These are “exciting times” in the business aviation market for Michael Perodeau, vice-president of corporate and military aviation at Pratt & Whitney Canada. Although the sector has failed to fully recover from the global downturn at the turn of the decade, the Montreal-based manufacturer, one of the oldest brands in business and general aviation, has had a good run of success. Its products will power three in-development types due to enter service over the next four years.

In October 2014, its 15,000lb (67kN)-thrust PW800, based on the same core as the PW1000G geared turbofan that powers several commercial airliners, was confirmed as the exclusive engine for two new Gulfstreams, the G500 and G600 – beating a rival offer from long-time Gulfstream incumbent Rolls-Royce. It was a significant rebound in fortunes for P&WC after the powerplant’s first application, the Cessna Citation Columbus, was cancelled in 2009, leading to the engine programme being suspended.

However, P&WC quietly resumed development and testing, and its efforts were rewarded with the Gulfstream deal. It followed earlier wins on the Cessna Citation Latitude and Dassault Falcon 8X trijet with versions of its 4,700lb to 8,000lb-thrust PW300. Both programmes – the midsize Latitude and the large-cabin 8X, a 7X stretch – will go into service in the next 12 months. The 8X is powered by the PW307D, a version of the 7X’s 307A, while the Latitude’s PW306D1 is a variant of the PW306D on the Citation Sovereign.

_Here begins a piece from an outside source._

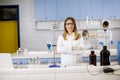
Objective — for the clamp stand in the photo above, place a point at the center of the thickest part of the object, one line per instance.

Subassembly of the PW306 in Canada

Pratt & Whitney Canada

The PW800 – which completed an unannounced first flight on a Boeing 747SP flying testbed in 2013 and received Transport Canada certification in February – has completed over 3,400h of testing, including 350h on the 747. “In the coming weeks these will continue to accumulate once the Gulfstreams start flying,” says Perodeau. “Once that happens, our task will be mainly about supporting Gulfstream’s flight test programme through to certification. But we are hitting our KPIs [key performance indicators]. These are exciting times,” he says.

P&WC – founded in 1928 as an independent Canadian offshoot of the United Technologies-owned US engine maker, and its small-engine specialist – is now preparing for a production ramp-up of the new PW300-based engines for the 8X and Latitude as both aircraft enter production in the next 12 months or so. For now, P&W is delivering engines to support the flight test programmes. As both engines will run on the same line as the PW307A, there will be a minimum of upheaval as output gathers pace.

The Gulfstream deal consolidates P&WC’s position in the large and ultra-long-range segment, which Perodeau describes as the “most robust” in the business aviation market. “Despite all the various economic challenges, it remains strong,” he says. P&WC entered the large-jet space early this century with the Falcon 2000 and 7X programmes. “Now with the PW800 on the two Gulfstream programmes, we feel we are in a pretty good place,” he says. “There is no reason to believe this segment won’t remain robust.”

By contrast, the very-light to medium segments – where P&WC engines power the Cessna Citation Mustang, the Eclipse 550 and the Embraer Phenoms – have been worse hit. However, Perodeau is confident they can recover. “The safest thing to say is that they have stabilised and the hope is that they will grow in future. The economic indicators have been in the right direction for some while, so it’s a question of what’s holding the market back,” he says, insisting: “It’s a segment we will continue to invest in.”

The mid-2000s saw enormous hype around the potential of very-light jets – at one point the original Eclipse Aviation had an orderbook for around 4,000 PW610F-powered Eclipse 500s, many of them from a new wave of on-demand air taxi start-ups. A confident P&WC supply chain had looked forward to a significant production increase. However, Perodeau claims that “while there were lots of very optimistic projections for thousands and thousands of sales, we didn’t over-capitalise, so we didn’t get left with a lot of unused capacity”.

P&WC – which late last year pledged to invest more than $1 billion on research and development after receiving a $300 million loan from the Canadian government – has a range which extends from the veteran PT6 turboprop engine to the PW800 turbofan, although its Mirabel plant near Montreal will also assemble the Bombardier CSeries’ PW1500G – one of the PurePower geared turbofan family designed by a partnership led by its Connecticut-based Pratt & Whitney sister business.

P&WC, which has 50,000 business and regional jet, helicopter and turboprop engines in service throughout the world, has also talked about long-term plans to develop a 2,000shp (1,490kW) turboprop engine, as well as variants of the PT6 with electronic engine controls. Perodeau acknowledges that the division is “always prepared to expand our power ranges if the right opportunity presents itself”. He adds: “It is just a question of finding the right intersection of business opportunity and technology.”